Playing against an opponent haunted by its lack of talent, Alabama won 30-24 in a game that didn’t matter much in the standings for the victors, but meant everything to Ole Miss. A win would have kept Ole Miss alive in the race for the SEC West division title. The loss, instead, clinched the division for LSU and punched the Tigers’ ticket to Atlanta for the SEC championship game.
Alabama will not be playing for the SEC championship this season, but the Crimson Tide can still perhaps play its way into a New Year’s Six bowl game.
For Ole Miss? In the end, I’m left wondering if an Alabama win against Ole Miss helped Auburn in its pursuit for a coach who can build a college football superpower. Certainly didn’t hurt.

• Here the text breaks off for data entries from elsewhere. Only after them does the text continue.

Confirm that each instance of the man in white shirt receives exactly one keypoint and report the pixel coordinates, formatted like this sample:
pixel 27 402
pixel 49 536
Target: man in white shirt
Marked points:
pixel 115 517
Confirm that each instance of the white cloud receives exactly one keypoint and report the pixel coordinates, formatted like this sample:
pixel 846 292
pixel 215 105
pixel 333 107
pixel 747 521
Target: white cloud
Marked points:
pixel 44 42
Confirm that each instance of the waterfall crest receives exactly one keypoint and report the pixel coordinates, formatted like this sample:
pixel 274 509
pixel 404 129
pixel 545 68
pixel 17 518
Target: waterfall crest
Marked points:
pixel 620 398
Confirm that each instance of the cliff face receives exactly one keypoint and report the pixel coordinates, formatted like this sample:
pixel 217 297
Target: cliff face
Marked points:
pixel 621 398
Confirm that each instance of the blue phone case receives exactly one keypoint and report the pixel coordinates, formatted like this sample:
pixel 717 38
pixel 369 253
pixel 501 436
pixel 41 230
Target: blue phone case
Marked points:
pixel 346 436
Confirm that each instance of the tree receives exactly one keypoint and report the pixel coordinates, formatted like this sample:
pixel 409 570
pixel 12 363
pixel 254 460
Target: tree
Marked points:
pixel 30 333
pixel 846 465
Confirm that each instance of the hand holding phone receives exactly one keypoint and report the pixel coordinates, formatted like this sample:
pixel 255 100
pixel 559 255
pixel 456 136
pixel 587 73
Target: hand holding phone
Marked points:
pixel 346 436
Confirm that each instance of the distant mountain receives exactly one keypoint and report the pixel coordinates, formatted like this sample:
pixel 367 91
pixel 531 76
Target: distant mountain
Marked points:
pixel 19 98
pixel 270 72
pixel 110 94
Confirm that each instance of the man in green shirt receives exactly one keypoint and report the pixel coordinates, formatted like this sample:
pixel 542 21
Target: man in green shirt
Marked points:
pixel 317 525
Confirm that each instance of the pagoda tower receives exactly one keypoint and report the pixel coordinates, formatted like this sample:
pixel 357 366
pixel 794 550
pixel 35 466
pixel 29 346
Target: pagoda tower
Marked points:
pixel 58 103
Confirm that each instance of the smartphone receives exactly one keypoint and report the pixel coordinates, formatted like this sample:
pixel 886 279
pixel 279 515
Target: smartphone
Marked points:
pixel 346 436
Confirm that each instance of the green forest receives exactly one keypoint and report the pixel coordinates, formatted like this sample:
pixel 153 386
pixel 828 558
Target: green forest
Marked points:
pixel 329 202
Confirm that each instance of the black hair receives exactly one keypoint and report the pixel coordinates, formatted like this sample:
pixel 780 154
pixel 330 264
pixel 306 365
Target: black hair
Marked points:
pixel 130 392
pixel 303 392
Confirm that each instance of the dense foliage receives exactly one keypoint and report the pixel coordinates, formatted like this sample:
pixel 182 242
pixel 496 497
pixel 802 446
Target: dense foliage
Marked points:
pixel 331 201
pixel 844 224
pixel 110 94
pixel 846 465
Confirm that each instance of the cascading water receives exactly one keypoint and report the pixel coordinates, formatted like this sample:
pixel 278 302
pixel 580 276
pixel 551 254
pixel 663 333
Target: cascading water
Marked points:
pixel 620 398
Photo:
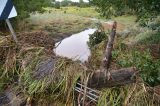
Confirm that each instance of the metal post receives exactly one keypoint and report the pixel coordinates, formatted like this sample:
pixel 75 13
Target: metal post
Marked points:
pixel 11 30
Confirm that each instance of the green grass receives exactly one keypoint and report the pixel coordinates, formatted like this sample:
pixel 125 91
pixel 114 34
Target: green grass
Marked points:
pixel 88 12
pixel 126 20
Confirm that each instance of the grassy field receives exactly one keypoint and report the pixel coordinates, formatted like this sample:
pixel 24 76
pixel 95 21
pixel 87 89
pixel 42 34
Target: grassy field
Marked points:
pixel 63 22
pixel 88 12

Kiffin isn’t building a national champion at Ole Miss no matter how well he plucks players out of the transfer portal.
At Auburn, he would at least have the resources to go after the recruits who could compete against Alabama and Georgia.
Ole Miss was chasing a championship when the day started, and then less than an hour before kickoff here at Vaught-Hemingway Stadium it was made official that Alabama would be playing for nothing but pride. LSU’s victory against Arkansas in the SEC’s early game of the day mathematically eliminated Alabama’s last chance of backing its way into an SEC West crown. All Ole Miss had to do was beat a team that had no chance of playing for a championship. The Rebels’ offense was within striking distance, too. Just like the opening series of the game, Ole Miss had the plays to move inside the red zone, but then didn’t have the players to convert a chance into a touchdown.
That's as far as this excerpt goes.